Text: Autor unbekannt

Daß sich TAMMUZ vordem CRIES OF TAMMUZ genannt haben, scheint aufgrund des häufigen Hinweises von einiger Bedeutung zu sein. Ich persönlich muß jedoch gestehen, daß mir der Name so oder so nichts gesagt hätte. Peinlich? Nun ja, nicht unbedingt. Zwar wissen die fünf Engländer tief im Gothic-Topf zu rühren und ihrer mystischen Ader freien Lauf zu lassen (»Yezida« beschäftigt sich hauptsächlich mit dem persischen Engels- resp.

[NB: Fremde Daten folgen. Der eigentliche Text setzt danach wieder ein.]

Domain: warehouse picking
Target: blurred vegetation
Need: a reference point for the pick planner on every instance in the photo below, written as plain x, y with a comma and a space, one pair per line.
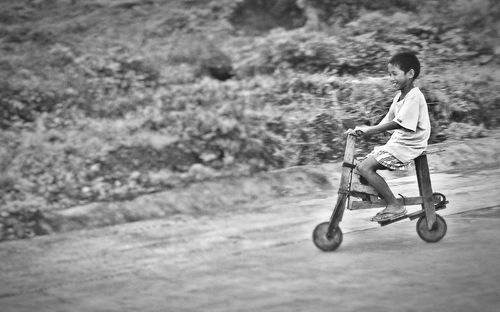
107, 100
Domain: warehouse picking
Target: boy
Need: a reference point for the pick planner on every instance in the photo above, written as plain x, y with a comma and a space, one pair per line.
408, 118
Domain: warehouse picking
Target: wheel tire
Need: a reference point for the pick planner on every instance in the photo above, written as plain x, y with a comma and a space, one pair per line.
434, 235
323, 242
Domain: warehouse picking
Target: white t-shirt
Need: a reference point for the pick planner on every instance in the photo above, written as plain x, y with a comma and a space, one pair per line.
411, 113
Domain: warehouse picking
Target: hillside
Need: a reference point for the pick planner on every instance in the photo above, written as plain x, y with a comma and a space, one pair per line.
102, 101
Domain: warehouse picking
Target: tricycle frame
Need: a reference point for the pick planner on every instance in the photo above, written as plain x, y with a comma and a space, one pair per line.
353, 185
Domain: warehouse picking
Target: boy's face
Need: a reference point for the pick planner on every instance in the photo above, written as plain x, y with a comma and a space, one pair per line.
399, 78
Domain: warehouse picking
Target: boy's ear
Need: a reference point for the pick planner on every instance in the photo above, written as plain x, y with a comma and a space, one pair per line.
411, 73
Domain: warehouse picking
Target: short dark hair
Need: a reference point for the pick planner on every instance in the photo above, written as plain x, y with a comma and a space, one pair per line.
406, 61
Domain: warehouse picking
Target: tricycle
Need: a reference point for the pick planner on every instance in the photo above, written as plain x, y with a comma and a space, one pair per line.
431, 227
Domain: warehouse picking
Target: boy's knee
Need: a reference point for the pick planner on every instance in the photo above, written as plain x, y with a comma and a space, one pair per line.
366, 167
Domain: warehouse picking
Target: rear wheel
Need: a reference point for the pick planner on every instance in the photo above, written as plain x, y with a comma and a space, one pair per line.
436, 233
327, 241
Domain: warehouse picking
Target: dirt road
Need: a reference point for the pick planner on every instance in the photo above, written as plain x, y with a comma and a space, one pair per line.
264, 260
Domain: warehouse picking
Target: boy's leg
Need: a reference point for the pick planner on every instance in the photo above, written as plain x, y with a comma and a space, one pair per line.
368, 169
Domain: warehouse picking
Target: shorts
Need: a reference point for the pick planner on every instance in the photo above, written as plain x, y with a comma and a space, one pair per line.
387, 160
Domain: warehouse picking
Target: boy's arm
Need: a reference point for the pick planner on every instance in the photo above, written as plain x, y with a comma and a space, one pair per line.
381, 127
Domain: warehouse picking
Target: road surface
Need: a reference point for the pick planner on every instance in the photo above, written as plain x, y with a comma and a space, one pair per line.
264, 260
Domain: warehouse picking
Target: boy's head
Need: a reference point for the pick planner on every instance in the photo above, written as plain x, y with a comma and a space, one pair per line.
406, 61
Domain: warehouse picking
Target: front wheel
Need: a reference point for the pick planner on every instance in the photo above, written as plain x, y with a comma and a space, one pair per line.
436, 233
324, 240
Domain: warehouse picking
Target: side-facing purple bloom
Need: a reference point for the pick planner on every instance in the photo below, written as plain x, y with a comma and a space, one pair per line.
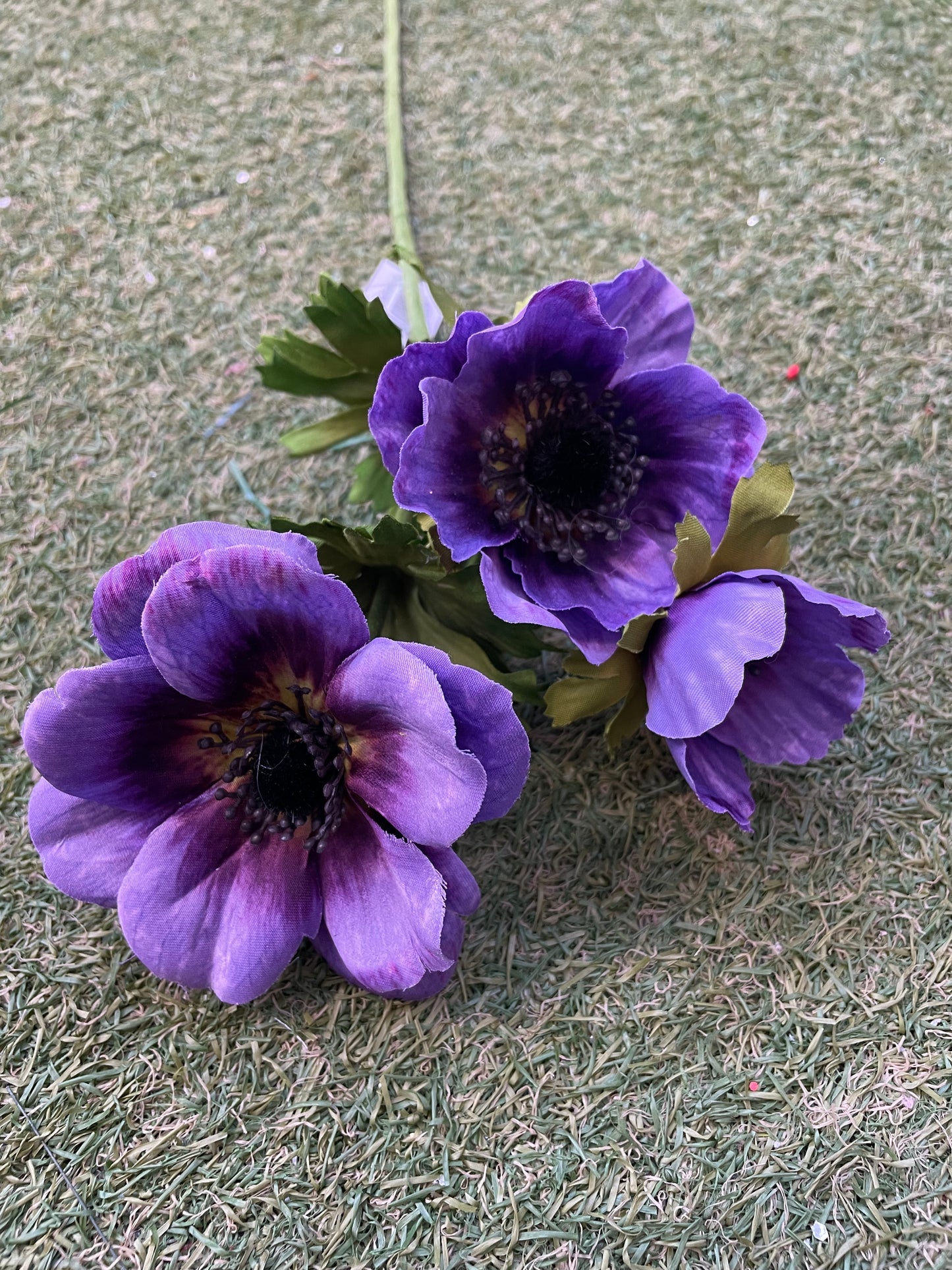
753, 664
565, 446
253, 770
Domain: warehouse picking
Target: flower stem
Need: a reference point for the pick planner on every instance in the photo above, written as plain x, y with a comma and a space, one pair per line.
397, 173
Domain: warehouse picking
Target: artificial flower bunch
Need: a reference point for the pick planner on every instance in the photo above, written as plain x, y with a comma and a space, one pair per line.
296, 724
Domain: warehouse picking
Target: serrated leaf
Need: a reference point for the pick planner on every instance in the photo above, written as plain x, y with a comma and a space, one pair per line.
588, 690
349, 389
360, 330
311, 438
372, 484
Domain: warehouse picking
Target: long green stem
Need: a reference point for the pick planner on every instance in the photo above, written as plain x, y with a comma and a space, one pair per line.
397, 172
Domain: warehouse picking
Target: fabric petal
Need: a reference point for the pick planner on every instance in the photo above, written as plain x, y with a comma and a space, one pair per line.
698, 440
386, 283
451, 942
122, 592
797, 703
383, 906
717, 776
86, 848
656, 314
208, 908
120, 734
694, 663
398, 401
486, 726
405, 761
239, 624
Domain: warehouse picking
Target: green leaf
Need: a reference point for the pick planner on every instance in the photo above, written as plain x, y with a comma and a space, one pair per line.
372, 484
757, 535
310, 438
588, 690
360, 330
286, 378
311, 359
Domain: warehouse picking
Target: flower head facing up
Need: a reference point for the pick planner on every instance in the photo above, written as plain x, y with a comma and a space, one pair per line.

Luziferkult), verwenden in Songs wie »Zarathustra« zudem stilistische und sprachliche Elemente des Mittleren Ostens, klingen dabei aber für mich auch immer ein klein wenig zu bemüht. Dies mag vor allem an der, wie glaubhaft versichert wird, klassisch geschulten Stimme von Paul Nemeth liegen, dessen Gesangslinien auf Dauer einfach ein bißchen zuwenig Abwechslung bieten.

Denkbar, daß solches Tun unter der Rubrik »Stil« abgeheftet werden kann, mich jedoch begann es ziemlich schnell zu langweilen. Insofern ist »Yezida« für mich nur ein weiteres Goth Rock-Album mehr. Ob nötig oder nicht, möge jeder selbst entscheiden.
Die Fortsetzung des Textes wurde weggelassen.